Myles, who is the Family Court judge, said his decision is for the safety of those in the court.
"My policy has always been that the bailiffs, who are the people who have been specifically charged with the task, are to be the only ones who bring firearms into the courtroom," he said. "And I don't want anyone else to having firearms in my courtroom."
Shelbyville Police Chief Bob Schutte sees the situation differently.
He said by prohibiting officers from having their weapons, Myles is putting them at risk.
"I just don't think that it is a safe scenario for some of my guys to be there in uniform and to be unarmed," he said. "There is a good chance, considering that they are in court, that there are some people there that don't like them."
He said his officers have been asked "more than once" to remove their weapons before entering Myles' courtroom.
Schutte said that an officer's weapon is part of the uniform, just as much as their badge.
He said Family Court has a tendency for tensions and emotion to run high.
"The potential is there for things to go bad quickly," he said. "And they have."
Shelby County Sheriff Mike Armstrong agreed.
"I wouldn't want a officer sitting there and not being able to defend themselves," he said. "In fact, I'm glad to know that they are armed while they're in court."
County deputies are allowed to carry their weapons in Family Court because they are considering servants of the court.
State Trooper Ron Turley, Public Relations Officer the Kentucky State Police said when state trooper are asked to remove their weapons in court, they will comply.
"It's his courtroom. If that is what he wants done, then we will comply," he said.
On Wednesday afternoon, Schutte and Armstrong met with Myles concerning the issue. Myles was asked to review his policy, and he said he is doing so.
Schutte said the legality of Myles prohibition is in question.
"By statute, I know that the judge controls that courtroom, but according to the Attorney General's opinion, I'm not so sure," he said.
Schutte referenced a 1997 decision that states:
"Peace officers and certified court security officers, when necessary for their protection in the discharge of their official duties...may carry concealed weapons on or about their person."
Schutte said that includes appearing in court to testify.

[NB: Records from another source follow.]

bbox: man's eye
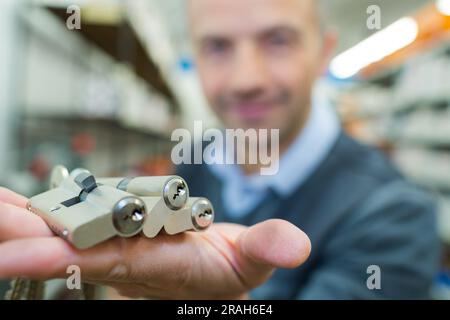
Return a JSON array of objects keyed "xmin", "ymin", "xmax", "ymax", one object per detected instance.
[
  {"xmin": 203, "ymin": 40, "xmax": 230, "ymax": 55},
  {"xmin": 264, "ymin": 33, "xmax": 298, "ymax": 50},
  {"xmin": 269, "ymin": 35, "xmax": 289, "ymax": 45}
]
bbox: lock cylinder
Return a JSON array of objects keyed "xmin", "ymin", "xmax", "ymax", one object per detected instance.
[
  {"xmin": 28, "ymin": 166, "xmax": 213, "ymax": 250},
  {"xmin": 97, "ymin": 176, "xmax": 189, "ymax": 210},
  {"xmin": 163, "ymin": 198, "xmax": 215, "ymax": 235}
]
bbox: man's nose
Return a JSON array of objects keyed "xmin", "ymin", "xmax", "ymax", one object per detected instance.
[{"xmin": 230, "ymin": 42, "xmax": 270, "ymax": 95}]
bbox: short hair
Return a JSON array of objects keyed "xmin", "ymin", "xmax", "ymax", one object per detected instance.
[{"xmin": 188, "ymin": 0, "xmax": 331, "ymax": 32}]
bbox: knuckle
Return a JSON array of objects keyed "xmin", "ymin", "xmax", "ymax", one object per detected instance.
[{"xmin": 107, "ymin": 262, "xmax": 131, "ymax": 281}]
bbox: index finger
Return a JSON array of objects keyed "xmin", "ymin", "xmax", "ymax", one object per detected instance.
[
  {"xmin": 0, "ymin": 187, "xmax": 29, "ymax": 208},
  {"xmin": 0, "ymin": 202, "xmax": 54, "ymax": 241}
]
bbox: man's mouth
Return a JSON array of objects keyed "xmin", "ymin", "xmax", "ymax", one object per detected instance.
[{"xmin": 230, "ymin": 102, "xmax": 276, "ymax": 121}]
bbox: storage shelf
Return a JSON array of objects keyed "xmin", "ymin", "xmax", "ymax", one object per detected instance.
[
  {"xmin": 396, "ymin": 167, "xmax": 450, "ymax": 192},
  {"xmin": 23, "ymin": 113, "xmax": 174, "ymax": 140},
  {"xmin": 438, "ymin": 197, "xmax": 450, "ymax": 245},
  {"xmin": 387, "ymin": 127, "xmax": 450, "ymax": 147}
]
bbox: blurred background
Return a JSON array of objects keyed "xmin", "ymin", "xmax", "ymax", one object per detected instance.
[{"xmin": 1, "ymin": 0, "xmax": 450, "ymax": 299}]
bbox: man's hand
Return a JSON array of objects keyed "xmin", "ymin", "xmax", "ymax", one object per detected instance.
[{"xmin": 0, "ymin": 187, "xmax": 311, "ymax": 299}]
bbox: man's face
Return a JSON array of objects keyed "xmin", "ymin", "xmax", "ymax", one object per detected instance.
[{"xmin": 190, "ymin": 0, "xmax": 331, "ymax": 140}]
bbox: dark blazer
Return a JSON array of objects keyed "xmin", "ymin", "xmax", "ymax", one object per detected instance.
[{"xmin": 177, "ymin": 132, "xmax": 440, "ymax": 299}]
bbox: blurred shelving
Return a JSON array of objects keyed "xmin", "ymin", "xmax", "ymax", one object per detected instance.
[
  {"xmin": 335, "ymin": 15, "xmax": 450, "ymax": 253},
  {"xmin": 0, "ymin": 3, "xmax": 180, "ymax": 196},
  {"xmin": 393, "ymin": 147, "xmax": 450, "ymax": 192},
  {"xmin": 19, "ymin": 5, "xmax": 177, "ymax": 134},
  {"xmin": 438, "ymin": 197, "xmax": 450, "ymax": 245},
  {"xmin": 383, "ymin": 108, "xmax": 450, "ymax": 147},
  {"xmin": 17, "ymin": 114, "xmax": 176, "ymax": 193}
]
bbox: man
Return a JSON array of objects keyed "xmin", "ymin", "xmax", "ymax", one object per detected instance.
[
  {"xmin": 0, "ymin": 0, "xmax": 440, "ymax": 299},
  {"xmin": 177, "ymin": 0, "xmax": 440, "ymax": 299}
]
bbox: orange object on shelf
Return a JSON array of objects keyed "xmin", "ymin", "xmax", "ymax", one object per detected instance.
[
  {"xmin": 71, "ymin": 132, "xmax": 96, "ymax": 156},
  {"xmin": 137, "ymin": 156, "xmax": 174, "ymax": 176},
  {"xmin": 362, "ymin": 2, "xmax": 450, "ymax": 78},
  {"xmin": 29, "ymin": 155, "xmax": 51, "ymax": 181}
]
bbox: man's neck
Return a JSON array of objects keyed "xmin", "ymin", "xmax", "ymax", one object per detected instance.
[{"xmin": 241, "ymin": 107, "xmax": 312, "ymax": 176}]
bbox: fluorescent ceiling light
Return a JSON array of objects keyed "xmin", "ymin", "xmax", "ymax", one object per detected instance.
[
  {"xmin": 330, "ymin": 17, "xmax": 419, "ymax": 79},
  {"xmin": 32, "ymin": 0, "xmax": 122, "ymax": 8},
  {"xmin": 32, "ymin": 0, "xmax": 89, "ymax": 7},
  {"xmin": 436, "ymin": 0, "xmax": 450, "ymax": 16}
]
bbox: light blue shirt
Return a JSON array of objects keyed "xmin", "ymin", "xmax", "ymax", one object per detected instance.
[{"xmin": 207, "ymin": 95, "xmax": 341, "ymax": 218}]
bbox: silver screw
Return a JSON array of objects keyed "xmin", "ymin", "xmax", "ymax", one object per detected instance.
[
  {"xmin": 112, "ymin": 197, "xmax": 147, "ymax": 237},
  {"xmin": 191, "ymin": 198, "xmax": 214, "ymax": 230},
  {"xmin": 163, "ymin": 178, "xmax": 188, "ymax": 210}
]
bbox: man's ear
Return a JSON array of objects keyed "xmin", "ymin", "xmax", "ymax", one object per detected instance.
[{"xmin": 320, "ymin": 29, "xmax": 338, "ymax": 75}]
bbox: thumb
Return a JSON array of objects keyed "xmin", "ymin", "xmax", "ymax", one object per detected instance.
[{"xmin": 235, "ymin": 219, "xmax": 311, "ymax": 289}]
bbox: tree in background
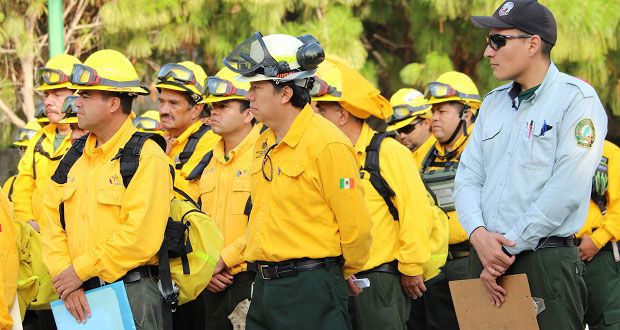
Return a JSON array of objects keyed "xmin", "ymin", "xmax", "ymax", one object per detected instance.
[{"xmin": 1, "ymin": 0, "xmax": 619, "ymax": 145}]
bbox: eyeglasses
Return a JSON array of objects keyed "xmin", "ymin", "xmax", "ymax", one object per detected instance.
[
  {"xmin": 71, "ymin": 64, "xmax": 140, "ymax": 88},
  {"xmin": 486, "ymin": 34, "xmax": 533, "ymax": 51},
  {"xmin": 203, "ymin": 76, "xmax": 246, "ymax": 97},
  {"xmin": 262, "ymin": 143, "xmax": 279, "ymax": 181},
  {"xmin": 61, "ymin": 95, "xmax": 79, "ymax": 115},
  {"xmin": 396, "ymin": 119, "xmax": 423, "ymax": 135},
  {"xmin": 309, "ymin": 78, "xmax": 341, "ymax": 97},
  {"xmin": 133, "ymin": 117, "xmax": 163, "ymax": 131},
  {"xmin": 157, "ymin": 63, "xmax": 204, "ymax": 91},
  {"xmin": 36, "ymin": 67, "xmax": 70, "ymax": 85},
  {"xmin": 424, "ymin": 82, "xmax": 480, "ymax": 101}
]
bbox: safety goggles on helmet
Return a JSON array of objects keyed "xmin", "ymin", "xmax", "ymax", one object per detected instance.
[
  {"xmin": 133, "ymin": 117, "xmax": 163, "ymax": 131},
  {"xmin": 70, "ymin": 64, "xmax": 141, "ymax": 88},
  {"xmin": 203, "ymin": 76, "xmax": 247, "ymax": 97},
  {"xmin": 486, "ymin": 34, "xmax": 533, "ymax": 51},
  {"xmin": 61, "ymin": 95, "xmax": 79, "ymax": 115},
  {"xmin": 35, "ymin": 67, "xmax": 70, "ymax": 86},
  {"xmin": 424, "ymin": 82, "xmax": 481, "ymax": 102},
  {"xmin": 13, "ymin": 128, "xmax": 38, "ymax": 144},
  {"xmin": 309, "ymin": 78, "xmax": 341, "ymax": 97},
  {"xmin": 390, "ymin": 104, "xmax": 431, "ymax": 122},
  {"xmin": 34, "ymin": 103, "xmax": 46, "ymax": 119},
  {"xmin": 156, "ymin": 63, "xmax": 204, "ymax": 92}
]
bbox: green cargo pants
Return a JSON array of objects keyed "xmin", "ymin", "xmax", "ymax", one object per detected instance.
[
  {"xmin": 126, "ymin": 277, "xmax": 163, "ymax": 330},
  {"xmin": 468, "ymin": 246, "xmax": 587, "ymax": 330},
  {"xmin": 349, "ymin": 272, "xmax": 409, "ymax": 330},
  {"xmin": 584, "ymin": 249, "xmax": 620, "ymax": 329},
  {"xmin": 246, "ymin": 264, "xmax": 351, "ymax": 330}
]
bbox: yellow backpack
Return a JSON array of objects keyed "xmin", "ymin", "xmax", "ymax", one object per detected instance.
[{"xmin": 14, "ymin": 221, "xmax": 58, "ymax": 320}]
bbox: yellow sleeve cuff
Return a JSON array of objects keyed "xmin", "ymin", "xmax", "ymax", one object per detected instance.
[
  {"xmin": 221, "ymin": 245, "xmax": 245, "ymax": 270},
  {"xmin": 591, "ymin": 228, "xmax": 614, "ymax": 249},
  {"xmin": 73, "ymin": 253, "xmax": 96, "ymax": 282},
  {"xmin": 398, "ymin": 263, "xmax": 423, "ymax": 277}
]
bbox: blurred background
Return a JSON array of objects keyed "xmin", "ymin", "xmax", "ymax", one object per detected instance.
[{"xmin": 1, "ymin": 0, "xmax": 619, "ymax": 182}]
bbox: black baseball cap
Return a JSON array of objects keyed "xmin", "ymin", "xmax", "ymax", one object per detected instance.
[{"xmin": 471, "ymin": 0, "xmax": 557, "ymax": 45}]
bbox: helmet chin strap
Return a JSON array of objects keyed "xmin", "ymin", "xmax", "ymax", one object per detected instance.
[{"xmin": 442, "ymin": 104, "xmax": 470, "ymax": 146}]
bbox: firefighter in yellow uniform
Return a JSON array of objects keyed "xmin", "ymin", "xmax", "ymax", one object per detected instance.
[
  {"xmin": 41, "ymin": 49, "xmax": 173, "ymax": 330},
  {"xmin": 194, "ymin": 67, "xmax": 258, "ymax": 330},
  {"xmin": 1, "ymin": 189, "xmax": 19, "ymax": 330},
  {"xmin": 3, "ymin": 121, "xmax": 42, "ymax": 201},
  {"xmin": 156, "ymin": 61, "xmax": 220, "ymax": 201},
  {"xmin": 312, "ymin": 55, "xmax": 433, "ymax": 330},
  {"xmin": 417, "ymin": 71, "xmax": 481, "ymax": 330},
  {"xmin": 221, "ymin": 32, "xmax": 372, "ymax": 330},
  {"xmin": 12, "ymin": 54, "xmax": 80, "ymax": 234},
  {"xmin": 577, "ymin": 140, "xmax": 620, "ymax": 330},
  {"xmin": 386, "ymin": 89, "xmax": 436, "ymax": 169}
]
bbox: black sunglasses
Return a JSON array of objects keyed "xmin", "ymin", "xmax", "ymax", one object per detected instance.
[
  {"xmin": 486, "ymin": 34, "xmax": 533, "ymax": 50},
  {"xmin": 396, "ymin": 119, "xmax": 424, "ymax": 135}
]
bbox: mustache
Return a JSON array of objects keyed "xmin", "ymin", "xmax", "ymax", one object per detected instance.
[{"xmin": 160, "ymin": 114, "xmax": 174, "ymax": 120}]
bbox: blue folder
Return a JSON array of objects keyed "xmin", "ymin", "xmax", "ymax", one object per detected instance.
[{"xmin": 51, "ymin": 281, "xmax": 135, "ymax": 330}]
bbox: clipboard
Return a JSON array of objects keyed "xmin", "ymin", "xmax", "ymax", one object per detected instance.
[
  {"xmin": 51, "ymin": 281, "xmax": 135, "ymax": 330},
  {"xmin": 449, "ymin": 274, "xmax": 539, "ymax": 330}
]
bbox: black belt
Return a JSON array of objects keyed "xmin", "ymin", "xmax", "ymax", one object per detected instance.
[
  {"xmin": 535, "ymin": 236, "xmax": 576, "ymax": 249},
  {"xmin": 356, "ymin": 260, "xmax": 399, "ymax": 276},
  {"xmin": 256, "ymin": 257, "xmax": 343, "ymax": 280},
  {"xmin": 233, "ymin": 271, "xmax": 256, "ymax": 283},
  {"xmin": 447, "ymin": 240, "xmax": 471, "ymax": 260},
  {"xmin": 82, "ymin": 265, "xmax": 159, "ymax": 290}
]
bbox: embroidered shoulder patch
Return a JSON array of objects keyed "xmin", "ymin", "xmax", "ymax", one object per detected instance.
[{"xmin": 574, "ymin": 119, "xmax": 595, "ymax": 148}]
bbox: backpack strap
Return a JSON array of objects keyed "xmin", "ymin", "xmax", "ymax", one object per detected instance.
[
  {"xmin": 113, "ymin": 132, "xmax": 167, "ymax": 188},
  {"xmin": 32, "ymin": 134, "xmax": 65, "ymax": 179},
  {"xmin": 243, "ymin": 196, "xmax": 252, "ymax": 218},
  {"xmin": 185, "ymin": 150, "xmax": 213, "ymax": 181},
  {"xmin": 7, "ymin": 175, "xmax": 16, "ymax": 202},
  {"xmin": 51, "ymin": 133, "xmax": 89, "ymax": 230},
  {"xmin": 363, "ymin": 132, "xmax": 399, "ymax": 221},
  {"xmin": 175, "ymin": 124, "xmax": 211, "ymax": 170}
]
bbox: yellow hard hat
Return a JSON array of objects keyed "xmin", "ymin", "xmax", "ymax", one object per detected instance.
[
  {"xmin": 312, "ymin": 55, "xmax": 392, "ymax": 120},
  {"xmin": 36, "ymin": 54, "xmax": 82, "ymax": 91},
  {"xmin": 34, "ymin": 102, "xmax": 49, "ymax": 123},
  {"xmin": 200, "ymin": 67, "xmax": 250, "ymax": 104},
  {"xmin": 13, "ymin": 120, "xmax": 41, "ymax": 147},
  {"xmin": 424, "ymin": 71, "xmax": 481, "ymax": 110},
  {"xmin": 386, "ymin": 89, "xmax": 432, "ymax": 132},
  {"xmin": 133, "ymin": 110, "xmax": 165, "ymax": 133},
  {"xmin": 69, "ymin": 49, "xmax": 150, "ymax": 95},
  {"xmin": 155, "ymin": 61, "xmax": 207, "ymax": 103},
  {"xmin": 58, "ymin": 95, "xmax": 79, "ymax": 124},
  {"xmin": 224, "ymin": 32, "xmax": 324, "ymax": 85}
]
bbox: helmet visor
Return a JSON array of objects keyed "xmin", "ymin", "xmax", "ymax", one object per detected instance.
[
  {"xmin": 14, "ymin": 128, "xmax": 37, "ymax": 143},
  {"xmin": 157, "ymin": 63, "xmax": 203, "ymax": 92},
  {"xmin": 34, "ymin": 102, "xmax": 47, "ymax": 119},
  {"xmin": 36, "ymin": 67, "xmax": 70, "ymax": 85},
  {"xmin": 204, "ymin": 76, "xmax": 246, "ymax": 97},
  {"xmin": 223, "ymin": 32, "xmax": 279, "ymax": 77},
  {"xmin": 133, "ymin": 117, "xmax": 163, "ymax": 131},
  {"xmin": 424, "ymin": 81, "xmax": 481, "ymax": 102},
  {"xmin": 61, "ymin": 95, "xmax": 79, "ymax": 115}
]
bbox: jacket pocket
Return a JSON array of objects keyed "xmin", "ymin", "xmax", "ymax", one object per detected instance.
[{"xmin": 271, "ymin": 160, "xmax": 305, "ymax": 219}]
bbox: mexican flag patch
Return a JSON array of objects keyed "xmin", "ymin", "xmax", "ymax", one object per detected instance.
[{"xmin": 340, "ymin": 178, "xmax": 355, "ymax": 189}]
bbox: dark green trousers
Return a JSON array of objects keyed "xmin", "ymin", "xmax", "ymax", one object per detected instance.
[
  {"xmin": 349, "ymin": 272, "xmax": 409, "ymax": 330},
  {"xmin": 584, "ymin": 250, "xmax": 620, "ymax": 329},
  {"xmin": 468, "ymin": 246, "xmax": 587, "ymax": 330},
  {"xmin": 204, "ymin": 273, "xmax": 253, "ymax": 330},
  {"xmin": 407, "ymin": 268, "xmax": 462, "ymax": 330},
  {"xmin": 247, "ymin": 264, "xmax": 351, "ymax": 330},
  {"xmin": 22, "ymin": 309, "xmax": 57, "ymax": 330},
  {"xmin": 172, "ymin": 289, "xmax": 206, "ymax": 330}
]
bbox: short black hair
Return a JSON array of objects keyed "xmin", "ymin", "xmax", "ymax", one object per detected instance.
[
  {"xmin": 101, "ymin": 91, "xmax": 135, "ymax": 115},
  {"xmin": 269, "ymin": 80, "xmax": 311, "ymax": 109},
  {"xmin": 236, "ymin": 99, "xmax": 255, "ymax": 125},
  {"xmin": 541, "ymin": 40, "xmax": 553, "ymax": 59},
  {"xmin": 183, "ymin": 93, "xmax": 197, "ymax": 109}
]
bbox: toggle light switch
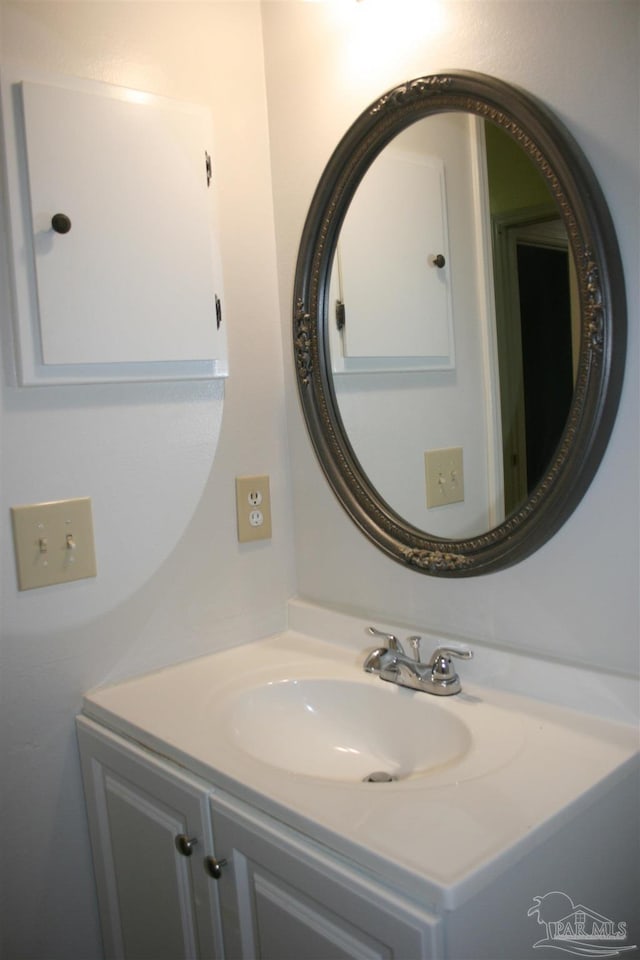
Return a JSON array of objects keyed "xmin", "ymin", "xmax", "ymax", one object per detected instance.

When contacted by The Sentinel-News, the Kentucky Attorney General's office said the issue was under the jurisdiction of the Administrative Office of the Courts. However, when that office was asked about the situation, it responded with this statement:
"The Administrative Office of the Courts serves only in an administrative support role for Kentucky's elected justices, judges and circuit court clerks. It is not the AOC's role to oversee a judge's decision in these types of situations. Also, we are not aware of any other judges' practices on this topic."